В ее загробные мстительные мысли вкрадывается сомнение, и Терезия Гунишова заливается слезами. Всем станет легче. Всем. Она и здесь лишняя. Хатенку свою десять лет не чинила, дранка прохудилась, хата развалилась. С мужем вместе они бы подлатали ее, не пришлось бы в город ехать, да помер муж через двенадцать лет после войны. Рана у него растревожилась.
— Не жить же вам тут одной, мамка,— позвала ее Марта в панельный дом, и Терезия навсегда распрощалась с хутором.
Текут у Терезии слезы по морщинам, потому как беспомощна она, не исправить ей того, что так неладно получилось.
В горе ломается гордость. В воскресенье Терезия Гунишова попросит, чтобы взяли ее отсюда. Лучше не есть не пить — только бы не ночевать с покойниками да пьяными.
СУББОТА
За окном редеет тьма. Петухи заливаются песнями, и каждому в ответ огрызается бульдог Поцем. Морда у него перекошенная, и обучен он убивать. Петухи бесят
его: нет чтоб перелететь к нему в сад и дать себя задушить, нет, не делают этого и еще будят его. Поцем обходит сад — кровавым глазом выглядывает, с кем бы расправиться. В углу находит лягушку. Лягушек не любит, потому что холодные, а кровь должна согревать.
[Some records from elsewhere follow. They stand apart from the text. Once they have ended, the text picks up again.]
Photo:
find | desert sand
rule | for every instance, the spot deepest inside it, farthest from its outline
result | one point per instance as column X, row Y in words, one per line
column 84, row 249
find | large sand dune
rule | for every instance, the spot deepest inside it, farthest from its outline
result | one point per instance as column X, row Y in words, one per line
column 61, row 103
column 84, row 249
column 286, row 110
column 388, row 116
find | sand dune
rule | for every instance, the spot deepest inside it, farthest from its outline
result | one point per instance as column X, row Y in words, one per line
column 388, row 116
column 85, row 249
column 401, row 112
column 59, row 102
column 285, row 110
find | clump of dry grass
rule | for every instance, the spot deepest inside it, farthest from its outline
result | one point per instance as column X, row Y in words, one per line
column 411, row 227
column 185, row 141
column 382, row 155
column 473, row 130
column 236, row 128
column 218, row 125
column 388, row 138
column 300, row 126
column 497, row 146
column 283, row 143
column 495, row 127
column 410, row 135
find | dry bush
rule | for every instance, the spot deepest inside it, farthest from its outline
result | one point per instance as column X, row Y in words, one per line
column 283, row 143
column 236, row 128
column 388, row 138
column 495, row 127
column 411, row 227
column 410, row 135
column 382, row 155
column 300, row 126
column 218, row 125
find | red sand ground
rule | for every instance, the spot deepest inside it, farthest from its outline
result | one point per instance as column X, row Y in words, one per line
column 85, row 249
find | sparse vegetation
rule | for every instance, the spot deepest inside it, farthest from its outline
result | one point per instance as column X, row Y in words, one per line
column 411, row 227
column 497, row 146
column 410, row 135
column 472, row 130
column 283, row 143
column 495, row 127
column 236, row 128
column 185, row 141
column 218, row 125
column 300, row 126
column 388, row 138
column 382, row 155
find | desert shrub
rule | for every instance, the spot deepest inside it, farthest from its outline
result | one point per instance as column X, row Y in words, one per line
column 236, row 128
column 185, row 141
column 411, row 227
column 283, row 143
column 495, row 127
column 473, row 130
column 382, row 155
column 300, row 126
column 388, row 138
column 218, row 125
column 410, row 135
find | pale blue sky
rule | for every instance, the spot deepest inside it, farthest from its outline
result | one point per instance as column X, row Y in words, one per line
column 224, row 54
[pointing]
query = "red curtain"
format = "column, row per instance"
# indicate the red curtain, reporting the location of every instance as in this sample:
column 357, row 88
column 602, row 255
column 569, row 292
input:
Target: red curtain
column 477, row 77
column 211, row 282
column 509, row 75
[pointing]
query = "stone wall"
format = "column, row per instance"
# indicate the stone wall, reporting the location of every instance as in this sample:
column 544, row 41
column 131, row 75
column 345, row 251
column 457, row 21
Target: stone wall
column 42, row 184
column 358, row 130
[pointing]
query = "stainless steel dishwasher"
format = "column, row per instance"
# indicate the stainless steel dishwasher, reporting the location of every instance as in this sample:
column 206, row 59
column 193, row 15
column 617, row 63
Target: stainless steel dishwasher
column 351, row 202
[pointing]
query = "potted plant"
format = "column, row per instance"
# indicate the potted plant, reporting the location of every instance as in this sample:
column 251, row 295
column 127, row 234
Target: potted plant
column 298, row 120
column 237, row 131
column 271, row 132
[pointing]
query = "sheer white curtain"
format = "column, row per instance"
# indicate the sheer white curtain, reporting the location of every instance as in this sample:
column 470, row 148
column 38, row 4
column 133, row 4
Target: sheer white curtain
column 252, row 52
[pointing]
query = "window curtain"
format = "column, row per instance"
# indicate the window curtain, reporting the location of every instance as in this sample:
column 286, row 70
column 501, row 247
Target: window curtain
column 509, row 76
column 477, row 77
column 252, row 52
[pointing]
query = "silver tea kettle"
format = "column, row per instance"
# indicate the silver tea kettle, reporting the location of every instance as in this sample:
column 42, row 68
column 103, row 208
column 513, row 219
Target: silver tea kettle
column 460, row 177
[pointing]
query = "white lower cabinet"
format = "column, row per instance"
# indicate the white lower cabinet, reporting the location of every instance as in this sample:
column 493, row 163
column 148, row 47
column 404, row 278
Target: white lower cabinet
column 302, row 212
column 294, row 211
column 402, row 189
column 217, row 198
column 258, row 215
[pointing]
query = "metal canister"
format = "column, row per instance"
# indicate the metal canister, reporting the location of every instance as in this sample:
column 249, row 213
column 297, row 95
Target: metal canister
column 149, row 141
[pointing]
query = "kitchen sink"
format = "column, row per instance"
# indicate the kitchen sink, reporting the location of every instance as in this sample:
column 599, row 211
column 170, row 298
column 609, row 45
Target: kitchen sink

И все-таки он душит лягушку, приносит ее на ступеньки — пусть хозяйка видит его усердие,— и растягивается у стены. Петухи мало-помалу умолкают.
Утренняя ярость Поцема подымает с постели вдову Цабадаёву. Она входит в курятник, собирает яйца и пересчитывает курочек. В углу курятника гантели. Как-то в осень привезли их внуки. Мучились с этими железяками, мордовали себя, но картошку копала она сама.
— Тело должно гармонически развиваться,— пыхтели внуки-богатыри и надувались молоком из игелитовых пакетов.
— Картошка сама себя не выкопает.
Внуки дали ей денег, и тогда впервинку обратилась она к старому Яро. А с той поры, как напроказил Яро с этим самым хреном, он постоянно у нее копает и мотыжит. Однажды позвала она и Каталин, да тотчас и прогнала ее.
— Налейте,— понуждала ее Каталин, словно это она была хозяйкой.
— Я те дам, шалабольница! — разъярилась Цабадаёва и с криком да метлой выдворила ее за ворота, что с удовлетворением было принято всеми богадельницами-пенсио- нерками.
Цабадаихины внуки занимались боксом. У них гармонично выбитые зубы и чудные выдумки. Они вскопали конец сада и засеяли озимой пшеницей. Когда Цабадаи- ха удобрила ее суперфосфатом, они отругали ее и белые гранулки — все до единой — повыбрали. Три часа собирали.
— Вы что, с ума посходили?
— Да пойми же ты, она должна быть без удобрения, естественная.
— А пошто?
— Йога,— объяснили ей внуки.
А как внуки уехали, Цабадаиха удобрила пшеницу удобрением НФК, чтоб взошла хорошо, да еще подсыпала преципитату, чтоб и солома не подкачала. Двумя днями позже над деревней завис самолет-опрыскиватель «шмель» и опрыскал все село «сольдепом», уничтожая налетевшего колорадского жука.